4. The refractory brick and mortar joint of claim 1, wherein the at least one tapered mortar joint is uniform in thickness near the cold face, and tapered near the hot face.

5. The refractory brick and mortar joint of claim 4, wherein the at least one tapered mortar joint has a taper angle between approximately 0 degrees and approximately 20 degrees.

6. A method of making a lining for a gasifier chamber, comprising:

placing a plurality of refractory bricks about a perimeter of a gasifier each of the plurality of refractory bricks comprising a cold face, and a hot face opposite the cold face, the hot face being shorter in length than the cold face; and

interspersing a plurality of tapered mortar joints between the plurality of refractory bricks such that each tapered mortar joint is thicker at the hot face of a refractory brick than at the cold face of a refractory brick.

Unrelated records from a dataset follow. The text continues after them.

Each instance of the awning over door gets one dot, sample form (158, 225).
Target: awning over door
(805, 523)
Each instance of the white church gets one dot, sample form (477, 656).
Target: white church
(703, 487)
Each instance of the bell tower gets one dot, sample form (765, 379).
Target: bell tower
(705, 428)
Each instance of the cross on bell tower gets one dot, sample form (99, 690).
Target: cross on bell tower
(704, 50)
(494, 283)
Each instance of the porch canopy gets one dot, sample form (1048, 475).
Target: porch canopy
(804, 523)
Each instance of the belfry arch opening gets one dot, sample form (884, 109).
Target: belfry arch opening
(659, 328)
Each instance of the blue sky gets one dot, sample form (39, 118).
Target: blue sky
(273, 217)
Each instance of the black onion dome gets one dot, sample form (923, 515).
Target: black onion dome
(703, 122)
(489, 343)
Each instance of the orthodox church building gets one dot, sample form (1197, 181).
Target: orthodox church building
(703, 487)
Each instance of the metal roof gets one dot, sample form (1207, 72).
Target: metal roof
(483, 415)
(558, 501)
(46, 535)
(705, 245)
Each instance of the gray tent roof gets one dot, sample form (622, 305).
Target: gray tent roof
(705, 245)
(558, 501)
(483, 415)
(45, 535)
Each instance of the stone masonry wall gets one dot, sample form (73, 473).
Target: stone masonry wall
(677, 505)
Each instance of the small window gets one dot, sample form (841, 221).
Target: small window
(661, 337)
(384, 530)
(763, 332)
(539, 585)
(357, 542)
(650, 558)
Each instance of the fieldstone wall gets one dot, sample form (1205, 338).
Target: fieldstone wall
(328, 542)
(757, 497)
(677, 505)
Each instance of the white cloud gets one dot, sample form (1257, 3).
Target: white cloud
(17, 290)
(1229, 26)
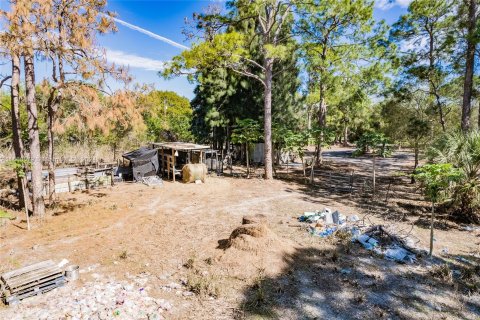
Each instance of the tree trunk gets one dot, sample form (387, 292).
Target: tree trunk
(248, 160)
(34, 138)
(417, 150)
(374, 174)
(16, 130)
(322, 121)
(432, 220)
(345, 135)
(433, 89)
(469, 65)
(52, 110)
(268, 65)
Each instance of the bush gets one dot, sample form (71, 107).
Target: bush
(463, 151)
(373, 142)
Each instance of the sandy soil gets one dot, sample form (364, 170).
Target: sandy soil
(178, 232)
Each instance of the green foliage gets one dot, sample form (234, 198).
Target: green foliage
(463, 152)
(436, 180)
(325, 136)
(19, 166)
(296, 142)
(246, 131)
(5, 215)
(373, 142)
(167, 116)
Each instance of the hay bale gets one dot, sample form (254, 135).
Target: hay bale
(192, 172)
(252, 219)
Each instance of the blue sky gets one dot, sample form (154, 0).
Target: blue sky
(145, 53)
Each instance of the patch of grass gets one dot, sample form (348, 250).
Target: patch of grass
(442, 272)
(190, 264)
(257, 304)
(334, 256)
(203, 284)
(5, 215)
(359, 297)
(123, 255)
(471, 278)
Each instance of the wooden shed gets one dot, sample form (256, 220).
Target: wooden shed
(174, 155)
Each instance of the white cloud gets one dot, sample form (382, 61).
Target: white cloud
(388, 4)
(133, 61)
(151, 34)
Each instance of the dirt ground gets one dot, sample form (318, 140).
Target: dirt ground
(179, 233)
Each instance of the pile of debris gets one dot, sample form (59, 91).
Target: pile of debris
(325, 223)
(99, 299)
(383, 241)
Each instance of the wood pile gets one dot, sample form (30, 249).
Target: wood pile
(30, 281)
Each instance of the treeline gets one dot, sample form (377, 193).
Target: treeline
(73, 103)
(330, 67)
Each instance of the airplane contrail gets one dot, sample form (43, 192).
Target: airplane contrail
(151, 34)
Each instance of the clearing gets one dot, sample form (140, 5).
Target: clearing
(172, 243)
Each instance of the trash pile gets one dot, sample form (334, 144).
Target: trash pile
(152, 181)
(99, 299)
(383, 241)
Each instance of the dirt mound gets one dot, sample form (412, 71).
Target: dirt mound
(258, 218)
(254, 246)
(252, 237)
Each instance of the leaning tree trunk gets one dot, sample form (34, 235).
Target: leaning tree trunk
(16, 130)
(432, 222)
(52, 111)
(322, 121)
(469, 65)
(268, 65)
(34, 138)
(345, 134)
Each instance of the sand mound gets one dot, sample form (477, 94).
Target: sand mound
(253, 246)
(258, 218)
(252, 237)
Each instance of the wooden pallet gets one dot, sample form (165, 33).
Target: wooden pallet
(30, 281)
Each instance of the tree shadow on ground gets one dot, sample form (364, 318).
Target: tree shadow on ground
(348, 282)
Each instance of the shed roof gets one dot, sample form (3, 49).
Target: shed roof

7. The method of claim 6, wherein each tapered mortar joint of the plurality of tapered mortar joints tapers uniformly from the hot face of a refractory brick to the cold face of a refractory brick.

8. The method of claim 7, wherein each tapered mortar joint of the plurality of tapered mortar joints is uniform in thickness near the cold face, and tapered near the hot face.

9. The method of claim 8, wherein each tapered mortar joint of the plurality of tapered mortar joints has a taper angle between approximately 0 degrees and approximately 20 degrees.

10. A refractory brick, comprising:

a cold face;

a hot face opposite the cold face, wherein the hot face is shorter in length than the cold face; and

at least one surface extending from the cold face to the hot face, wherein the at least one surface is angled to accommodate the difference in length between the cold face and the hot face.

11. The refractory brick of claim 10, wherein the at least one surface is angled uniformly from the cold face to the hot face.

12. The refractory brick of claim 11, wherein the angle between the at least one surface and the hot face is between approximately 90 degrees and 95 degrees.

13. The refractory brick of claim 10, wherein the at least one surface is perpendicular to the cold face, and angled with respect to the hot face.

14. The refractory brick of claim 13, wherein the angle between the at least one surface and the hot face is between approximately 90 degrees and approximately 110 degrees.